Lith printing helps me to visualize the flaws and imperfections of objects - the ravages of time and nature that take their toll on all visible. It shows that all materials and objects that once were produced with the highest accuracy, perfection and consistency will inevitably suffer from unpredictable and unequal degradation. But also that incidence of light, such as reflections on obviously uniform surfaces, are not as homogeneous as they appear to the human eye. Lith printing therefore in some way winkles out the uniqueness of each and everything.
Not only do Lith prints emphasize the unnoticed, they also enable to change the context of compositions by accentuating the highlights with details and structures while drowning the shadows in deep blacks. Due to the warmth of color in the prints, the resulting suspense might transport less fear than pleasant feelings. Lith prints very often let all activity of life vanish while still being able to tell a whole story. They convey the warm, serene feeling that transience is ok. That life is ok with all its flaws, with all its Wabi-Sabi, with all its unpredictability, variances and surprises. Of which the Lith process has quite a few.

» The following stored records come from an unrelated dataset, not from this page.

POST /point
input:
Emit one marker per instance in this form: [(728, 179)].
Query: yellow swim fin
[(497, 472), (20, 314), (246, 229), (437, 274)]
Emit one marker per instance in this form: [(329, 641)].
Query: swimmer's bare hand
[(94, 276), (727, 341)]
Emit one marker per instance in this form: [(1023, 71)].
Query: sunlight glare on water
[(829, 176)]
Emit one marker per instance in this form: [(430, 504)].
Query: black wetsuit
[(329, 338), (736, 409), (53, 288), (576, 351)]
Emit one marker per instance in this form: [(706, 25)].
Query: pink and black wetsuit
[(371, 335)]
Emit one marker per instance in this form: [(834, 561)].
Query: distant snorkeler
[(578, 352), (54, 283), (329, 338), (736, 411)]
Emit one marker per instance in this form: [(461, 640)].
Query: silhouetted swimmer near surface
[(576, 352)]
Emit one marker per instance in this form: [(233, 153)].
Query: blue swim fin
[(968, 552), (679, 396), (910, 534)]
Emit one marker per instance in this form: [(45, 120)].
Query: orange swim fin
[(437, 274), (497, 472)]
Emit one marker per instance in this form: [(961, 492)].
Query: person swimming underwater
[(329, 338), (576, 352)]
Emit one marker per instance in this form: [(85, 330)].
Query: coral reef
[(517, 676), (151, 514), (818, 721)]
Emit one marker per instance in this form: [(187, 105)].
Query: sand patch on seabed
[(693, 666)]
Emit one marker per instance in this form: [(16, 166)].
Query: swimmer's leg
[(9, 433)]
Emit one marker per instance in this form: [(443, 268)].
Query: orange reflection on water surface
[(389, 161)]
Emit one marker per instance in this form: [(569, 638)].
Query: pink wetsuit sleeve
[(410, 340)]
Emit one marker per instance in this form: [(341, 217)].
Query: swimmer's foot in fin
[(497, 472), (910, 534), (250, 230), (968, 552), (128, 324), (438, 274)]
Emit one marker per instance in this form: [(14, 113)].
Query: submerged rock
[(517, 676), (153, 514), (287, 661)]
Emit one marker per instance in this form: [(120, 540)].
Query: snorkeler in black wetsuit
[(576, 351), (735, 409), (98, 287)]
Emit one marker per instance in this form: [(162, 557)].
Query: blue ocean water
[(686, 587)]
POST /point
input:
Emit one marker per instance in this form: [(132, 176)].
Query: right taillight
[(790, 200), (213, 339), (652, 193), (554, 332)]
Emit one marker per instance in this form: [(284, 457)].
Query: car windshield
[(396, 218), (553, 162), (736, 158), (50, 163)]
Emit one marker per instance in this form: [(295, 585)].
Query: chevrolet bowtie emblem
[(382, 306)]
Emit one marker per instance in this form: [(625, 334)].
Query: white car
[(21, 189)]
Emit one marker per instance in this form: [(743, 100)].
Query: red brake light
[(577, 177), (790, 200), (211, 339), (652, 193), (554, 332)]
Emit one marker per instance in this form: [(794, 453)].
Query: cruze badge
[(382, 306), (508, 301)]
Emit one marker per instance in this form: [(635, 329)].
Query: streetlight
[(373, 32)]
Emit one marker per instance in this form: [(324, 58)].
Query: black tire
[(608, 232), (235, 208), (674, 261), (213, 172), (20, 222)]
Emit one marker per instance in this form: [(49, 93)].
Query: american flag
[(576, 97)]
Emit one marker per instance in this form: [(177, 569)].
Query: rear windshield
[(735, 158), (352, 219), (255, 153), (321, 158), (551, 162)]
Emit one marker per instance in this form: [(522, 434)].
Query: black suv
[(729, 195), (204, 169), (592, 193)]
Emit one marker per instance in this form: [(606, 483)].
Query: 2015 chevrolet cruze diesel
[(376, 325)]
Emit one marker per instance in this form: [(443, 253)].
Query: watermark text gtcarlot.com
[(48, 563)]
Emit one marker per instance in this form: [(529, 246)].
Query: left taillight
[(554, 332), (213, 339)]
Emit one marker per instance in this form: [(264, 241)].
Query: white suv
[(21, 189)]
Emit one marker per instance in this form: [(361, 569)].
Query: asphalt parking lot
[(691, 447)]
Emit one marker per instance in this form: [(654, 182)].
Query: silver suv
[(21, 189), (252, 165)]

To me, the Lith process is also a teacher. A teacher in concentration and accuracy, in accepting “manageable” variances and nuances, in throwbacks and resilience, in pride, happiness and serendipity. Since tiny variations of the process can have serious impact on the result “manageable” is a broad term, which makes the Lith process more of a strict than an insightful teacher. But also a teacher who values success whenever there is reason for it. Converting my uncertainty and frustration more and more frequently into joy and happiness.
The photos above were taken with a 35 mm camera and printed on a quite old lithable Orwo fibre paper.